Most poly people who meet others on dating sites put something about ENM/poly in their profiles, so potentials can know before they even swipe. Just imagine how they'd feel if they were mono and fell for you, and then realized they'd be permanently sharing you with others!
I can put myself in their shoes. I'd be pissed. I'd feel you just wasted a bunch of my precious time, and played around with my emotions, my heart.
Now, when I was 19 and home on summer break from college, I was casually dating 3 or 4 guys. This was before we had the term polyamory. One was an old friend turned lover, Tom. One was a brand new guy I'd met at college just as the semester ran down, Mitch. The third was a friend of a friend, Tony, and it was more of an experiment... just a few dates and a few kisses.

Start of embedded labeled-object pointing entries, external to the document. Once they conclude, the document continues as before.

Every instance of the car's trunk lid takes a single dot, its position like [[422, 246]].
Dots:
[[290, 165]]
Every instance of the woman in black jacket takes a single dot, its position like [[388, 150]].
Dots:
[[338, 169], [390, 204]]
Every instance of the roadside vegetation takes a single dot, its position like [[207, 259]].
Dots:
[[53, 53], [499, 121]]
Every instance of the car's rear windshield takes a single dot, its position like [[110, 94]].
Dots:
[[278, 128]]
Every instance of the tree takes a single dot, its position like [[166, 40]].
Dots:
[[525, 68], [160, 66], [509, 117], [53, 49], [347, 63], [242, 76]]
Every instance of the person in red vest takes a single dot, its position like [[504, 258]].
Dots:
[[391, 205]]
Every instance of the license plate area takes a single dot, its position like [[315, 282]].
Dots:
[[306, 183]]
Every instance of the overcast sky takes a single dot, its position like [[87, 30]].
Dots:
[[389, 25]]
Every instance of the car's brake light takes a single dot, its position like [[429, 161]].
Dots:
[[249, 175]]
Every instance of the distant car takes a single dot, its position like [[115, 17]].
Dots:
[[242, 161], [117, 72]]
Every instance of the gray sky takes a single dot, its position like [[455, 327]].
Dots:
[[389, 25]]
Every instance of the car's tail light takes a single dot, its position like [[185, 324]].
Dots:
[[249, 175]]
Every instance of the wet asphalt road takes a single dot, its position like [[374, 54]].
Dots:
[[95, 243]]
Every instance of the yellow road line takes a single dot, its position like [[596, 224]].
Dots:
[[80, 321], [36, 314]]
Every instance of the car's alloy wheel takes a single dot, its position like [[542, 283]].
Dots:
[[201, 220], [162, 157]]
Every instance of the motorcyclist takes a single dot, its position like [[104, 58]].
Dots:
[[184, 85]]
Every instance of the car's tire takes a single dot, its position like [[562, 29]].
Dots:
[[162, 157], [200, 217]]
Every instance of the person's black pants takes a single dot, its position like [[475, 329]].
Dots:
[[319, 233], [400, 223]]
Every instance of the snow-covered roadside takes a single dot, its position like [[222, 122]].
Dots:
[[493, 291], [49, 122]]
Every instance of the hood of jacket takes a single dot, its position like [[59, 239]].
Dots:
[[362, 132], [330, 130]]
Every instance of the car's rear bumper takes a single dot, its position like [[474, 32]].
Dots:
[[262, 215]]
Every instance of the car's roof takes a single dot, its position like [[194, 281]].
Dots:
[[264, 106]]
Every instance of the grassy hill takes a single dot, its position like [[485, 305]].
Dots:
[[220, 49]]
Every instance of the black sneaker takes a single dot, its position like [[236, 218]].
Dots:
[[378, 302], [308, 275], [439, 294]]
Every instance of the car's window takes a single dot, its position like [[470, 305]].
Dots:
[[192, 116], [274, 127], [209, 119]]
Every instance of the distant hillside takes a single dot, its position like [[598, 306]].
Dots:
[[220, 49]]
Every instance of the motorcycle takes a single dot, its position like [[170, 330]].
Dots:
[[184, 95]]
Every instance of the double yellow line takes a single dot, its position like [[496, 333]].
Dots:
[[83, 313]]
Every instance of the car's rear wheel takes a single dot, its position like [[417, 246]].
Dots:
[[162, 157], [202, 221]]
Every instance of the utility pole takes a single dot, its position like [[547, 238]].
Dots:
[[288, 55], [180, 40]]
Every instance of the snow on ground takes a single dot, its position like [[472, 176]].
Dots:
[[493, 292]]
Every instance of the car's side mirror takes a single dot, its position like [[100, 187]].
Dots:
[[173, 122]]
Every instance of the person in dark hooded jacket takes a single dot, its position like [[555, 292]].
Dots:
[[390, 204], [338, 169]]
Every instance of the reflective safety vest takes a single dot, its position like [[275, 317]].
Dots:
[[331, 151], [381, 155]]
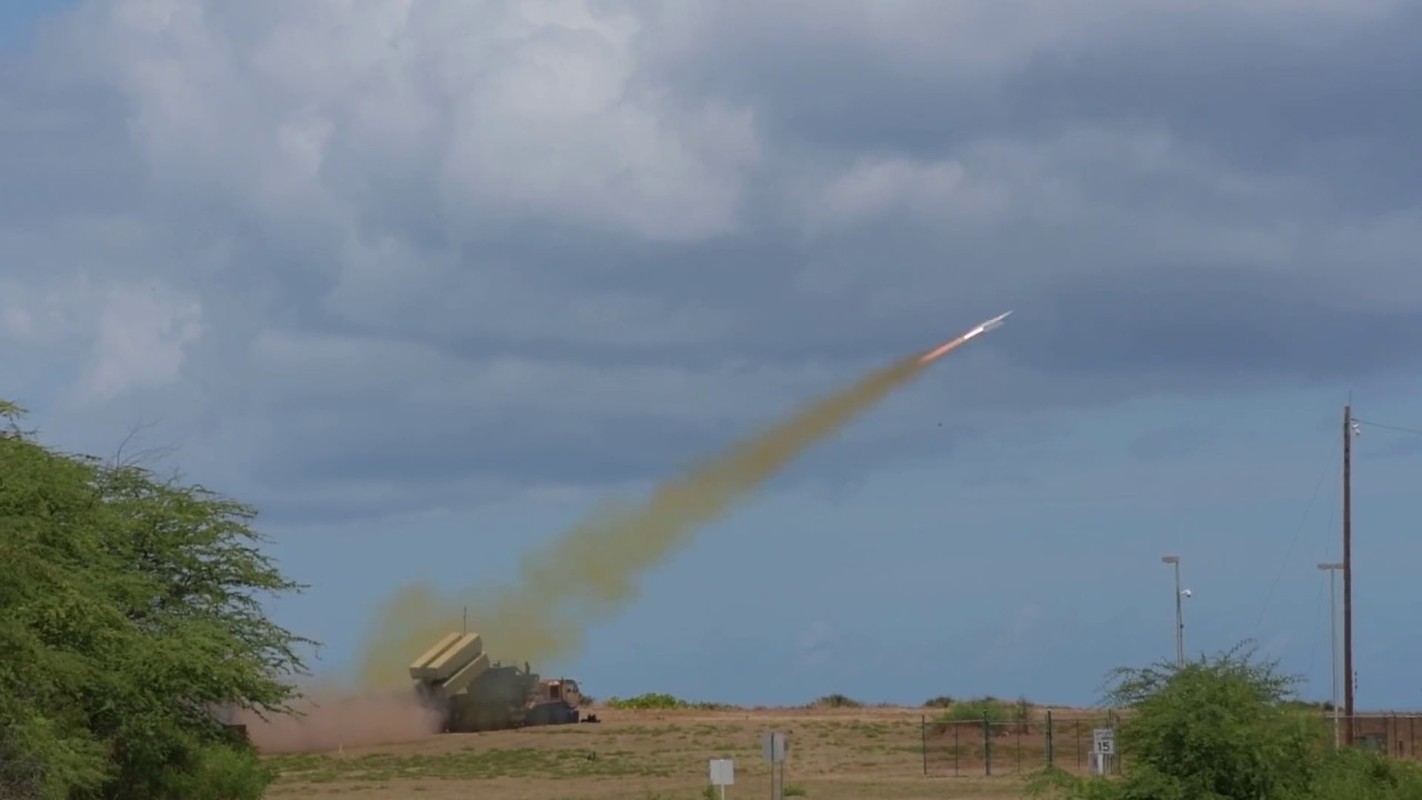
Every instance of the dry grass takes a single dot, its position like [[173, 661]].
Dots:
[[642, 755]]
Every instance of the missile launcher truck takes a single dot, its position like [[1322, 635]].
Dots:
[[475, 694]]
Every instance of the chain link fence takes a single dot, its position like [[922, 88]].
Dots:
[[974, 748], [987, 748]]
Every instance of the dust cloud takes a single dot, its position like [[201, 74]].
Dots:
[[332, 719], [592, 571]]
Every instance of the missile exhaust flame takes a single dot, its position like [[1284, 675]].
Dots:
[[592, 571]]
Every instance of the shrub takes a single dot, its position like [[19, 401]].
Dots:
[[836, 701], [219, 772], [990, 708], [1227, 726], [649, 701]]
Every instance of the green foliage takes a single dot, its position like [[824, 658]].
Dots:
[[836, 701], [130, 608], [993, 709], [649, 701], [218, 772], [1223, 728], [660, 701]]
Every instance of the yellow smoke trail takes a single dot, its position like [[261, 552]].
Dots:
[[592, 570]]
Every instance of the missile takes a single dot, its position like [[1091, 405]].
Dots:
[[977, 330]]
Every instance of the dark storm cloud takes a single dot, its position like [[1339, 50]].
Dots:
[[1210, 321], [469, 247]]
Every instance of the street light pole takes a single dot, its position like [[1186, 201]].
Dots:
[[1179, 611], [1333, 637]]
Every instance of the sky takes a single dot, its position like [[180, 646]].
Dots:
[[424, 282]]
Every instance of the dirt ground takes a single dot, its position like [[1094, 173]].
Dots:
[[646, 755]]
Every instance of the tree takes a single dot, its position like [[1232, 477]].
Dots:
[[130, 610], [1229, 728]]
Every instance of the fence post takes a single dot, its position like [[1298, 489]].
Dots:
[[987, 745], [923, 742], [1020, 748], [957, 749], [1048, 738]]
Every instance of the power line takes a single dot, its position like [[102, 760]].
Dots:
[[1293, 543], [1398, 428]]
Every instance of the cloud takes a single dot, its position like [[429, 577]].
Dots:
[[559, 243]]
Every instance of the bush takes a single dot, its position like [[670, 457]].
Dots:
[[1223, 728], [993, 709], [219, 772], [836, 701], [131, 608], [649, 701]]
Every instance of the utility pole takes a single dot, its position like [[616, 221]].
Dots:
[[1333, 638], [1179, 613], [1347, 566]]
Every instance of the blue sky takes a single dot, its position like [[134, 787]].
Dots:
[[425, 284]]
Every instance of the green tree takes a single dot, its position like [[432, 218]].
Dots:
[[1230, 728], [130, 611]]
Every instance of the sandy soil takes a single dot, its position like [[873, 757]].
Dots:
[[835, 755]]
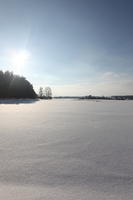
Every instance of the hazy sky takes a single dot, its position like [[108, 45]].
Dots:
[[78, 47]]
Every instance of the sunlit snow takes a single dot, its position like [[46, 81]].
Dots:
[[66, 150]]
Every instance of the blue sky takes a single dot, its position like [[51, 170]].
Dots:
[[77, 47]]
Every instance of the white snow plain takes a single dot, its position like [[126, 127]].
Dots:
[[66, 150]]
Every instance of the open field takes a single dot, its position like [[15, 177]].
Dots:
[[66, 150]]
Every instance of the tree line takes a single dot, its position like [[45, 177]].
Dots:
[[15, 86]]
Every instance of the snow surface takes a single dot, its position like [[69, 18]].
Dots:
[[66, 150]]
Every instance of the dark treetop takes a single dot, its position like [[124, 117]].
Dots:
[[14, 86]]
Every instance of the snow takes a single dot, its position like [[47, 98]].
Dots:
[[66, 150]]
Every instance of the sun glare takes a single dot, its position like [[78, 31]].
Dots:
[[20, 58]]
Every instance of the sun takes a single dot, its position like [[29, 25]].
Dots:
[[20, 58]]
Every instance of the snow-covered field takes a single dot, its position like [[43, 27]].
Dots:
[[66, 150]]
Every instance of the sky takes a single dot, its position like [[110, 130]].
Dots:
[[78, 47]]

The third was the brother of a high school friend, Tom 2, and I got drunk at a party at their house and woke up next to him... oops!
(Gosh, I haven't thought about that summer in a while; I was feeling myself lol)
This was mostly all so casual, and we were all so young, I didn't think anyone needed to know about the others. Turns out they were all summer flings except for Tom 1.
But as an actual full grown adult, busy with a job, with ideas of marriage, family, etc. looming, yes, it's definitely only polite to let people know who you actually are and what you're seeking right up front.